Purpose

This project provides the opportunity for practising your supervised learning skills. The competition format enables to objectively compare how well your model performs against other models.

This is also a place where you can exercise your creativity. You will also want to explore the data, how the distribution varies between classes, what drawings are hard to classify, and why. Its an opportunity to practice your data exploration skills, and effectively present information about the data.

Because it is a team project this is a chance for you to work effectively with others to tackle a practical problem.

Task

Pictionary is a great game to play with friends and family. Each player takes turns in sketching some object or action, and other players try to guess what is being drawn. The task here is a bit easier, you are provided with hand-drawn sketches of 6 items, “banana”, “boomerang”, “cactus”, “crab”, “flip flops”, “kangaroo” and you are expected to build a model to predict which object it is.

Objective

The objective of this contest is as follows:

Predict what object has been sketched. Variable to be predicted: “word” as “banana”, “boomerang”, “cactus”, “crab”, “flip flops” or “kangaroo”.

Data

  • See “Data” tab to download train and test files
    • sketches_train.rda contains the full training set, approximately 50% of observations
    • sketches_test.rda contains the test set that you need to predict, has all of the same variables as the training set except for the word variable
    • sample_predictions.csv shows the format of the file that you need to upload to kaggle with your predictions. The outcome column provided in this data are random outcomes.

Making predictions

This sample code will build a random forest model, predict the test data, and write out the predictions in the format required for submission to kaggle.

library(tidyverse)
library(randomForest)

load("data/sketches_train.rda")
load("data/sketches_test.rda")

sketches_rf <- randomForest(word~., data=sketches[,-786])
sketches_test$word <- predict(sketches_rf, newdata=sketches_test)
predictions <- sketches_test %>%
  select(id, word) %>%
  rename(Id=id, Category=word)

write_csv(predictions, path="predictions_01_05_2020.csv")

Evaluation Criteria

The kaggle criteria CategorizationAccuracy is used to assess your prediction. It is proportion of correction predictions. Using the code above will give a value of about 0.89. This is your benchmark to improve upon.

Tasks

  1. Your first task is to create a Kaggle account (using your Monash email address). Your username needs to be visible, and recognisable, and use the first part of your monash email + your team name. This is necessary to match your submissions to the class grade sheet. Without this, your submissions will not count for your project score.
  2. Upload your first predictions. Make it a really bad one. This sets your baseline score as really low, you have nowhere to go but up!
  3. Submissions need to be made as an individual. Your final team score will be the best score of all team members.
  4. You final work will be with a team of 3-4 class members.
  5. Do some basic exploration of the dataset.
  6. Build your first model. Predict the test set, and upload your predictions to Kaggle.
  7. Try, and try again to improve your model. You can submit one prediction per day.
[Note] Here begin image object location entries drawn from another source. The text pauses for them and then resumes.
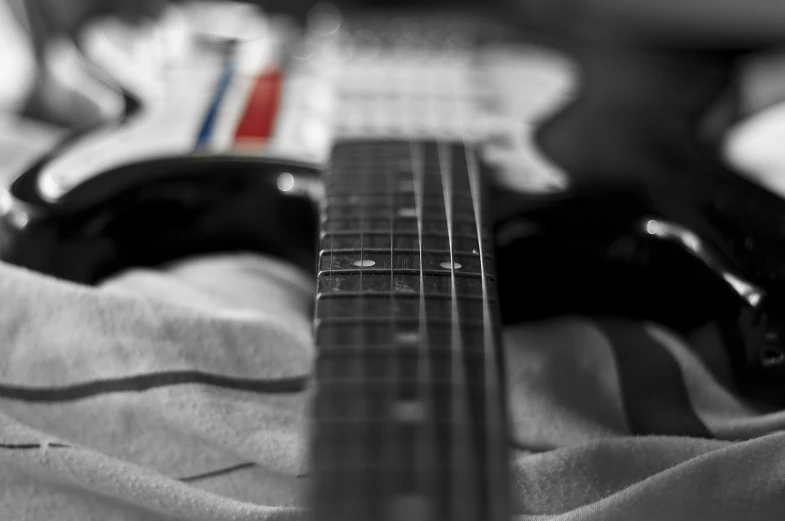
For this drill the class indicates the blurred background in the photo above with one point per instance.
(43, 95)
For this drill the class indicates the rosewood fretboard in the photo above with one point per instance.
(409, 414)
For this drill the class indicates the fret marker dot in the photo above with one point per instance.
(364, 263)
(409, 411)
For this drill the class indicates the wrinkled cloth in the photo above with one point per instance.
(182, 393)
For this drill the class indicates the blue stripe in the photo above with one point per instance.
(206, 132)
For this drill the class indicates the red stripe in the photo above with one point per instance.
(259, 118)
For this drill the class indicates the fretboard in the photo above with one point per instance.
(409, 414)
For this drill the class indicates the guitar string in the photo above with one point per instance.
(459, 372)
(390, 358)
(458, 389)
(493, 397)
(427, 439)
(363, 347)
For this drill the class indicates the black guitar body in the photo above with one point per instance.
(650, 225)
(653, 225)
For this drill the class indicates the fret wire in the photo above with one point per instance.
(397, 250)
(405, 320)
(410, 271)
(384, 294)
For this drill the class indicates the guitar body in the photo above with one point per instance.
(441, 177)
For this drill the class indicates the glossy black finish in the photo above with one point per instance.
(636, 145)
(149, 213)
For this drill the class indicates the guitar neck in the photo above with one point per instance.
(409, 413)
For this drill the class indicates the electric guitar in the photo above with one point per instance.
(362, 150)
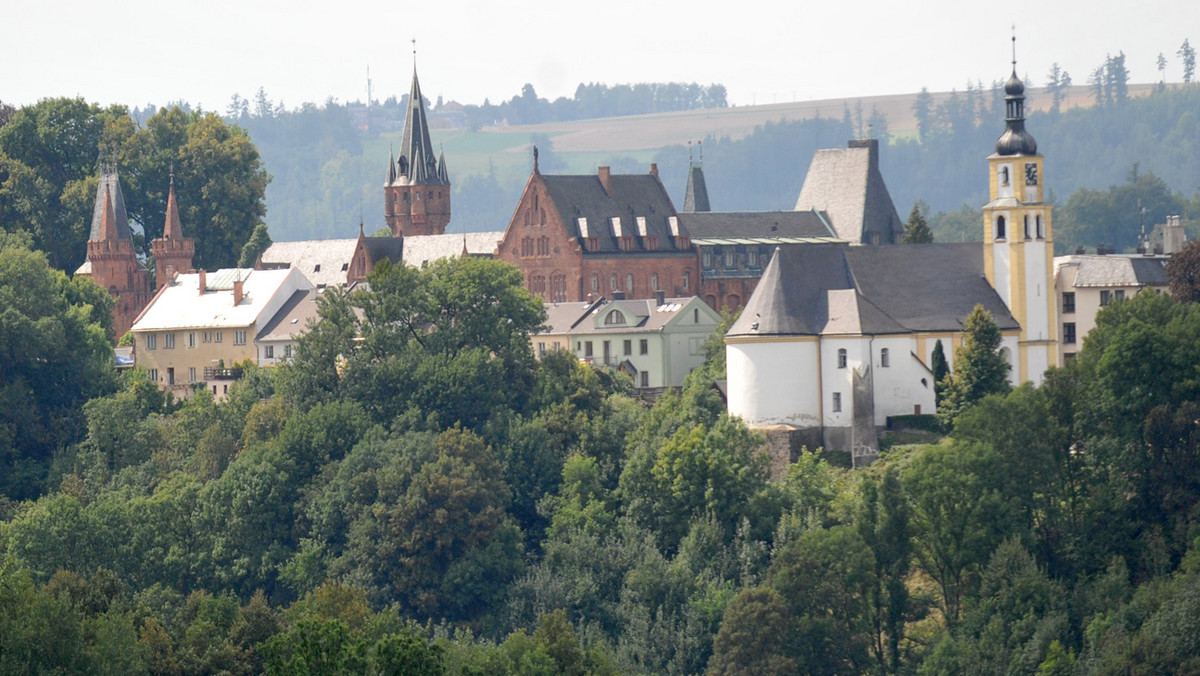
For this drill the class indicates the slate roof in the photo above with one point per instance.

Project report and presentation

The data analysis report can be a maximum of 5 pages, and must abide by the section structure described below.

The introduction will describe the data set and motivate the problem. It should be brief.

This section describes the models and methods you have used, including a justification of your choices. You should also present your model fitting, diagnostics, etc.

This includes for example graphs and tables, as well as a discussion of the results.

This includes summary of the findings.

You should clearly explain what you have done, using figures to supplement your explanation. Your figures must be of proper size with labeled, readable axes. In general, you should take pride in making your report readable and clear. You will be graded both on statistical content and quality of presentation.

Finally, each team will make a presentation of their work for the class, record using zoom, and upload to moodle. The video should be 5 minutes or less. All team members must participate by speaking in the presentation. Score will be given by other members of the class, that is, the audience for your talk will be your class mates. You must evaluate all of the presentations, or lose the peer review points.

Grading

Deadlines

Do not wait until the last minute. Late submissions will not be accepted.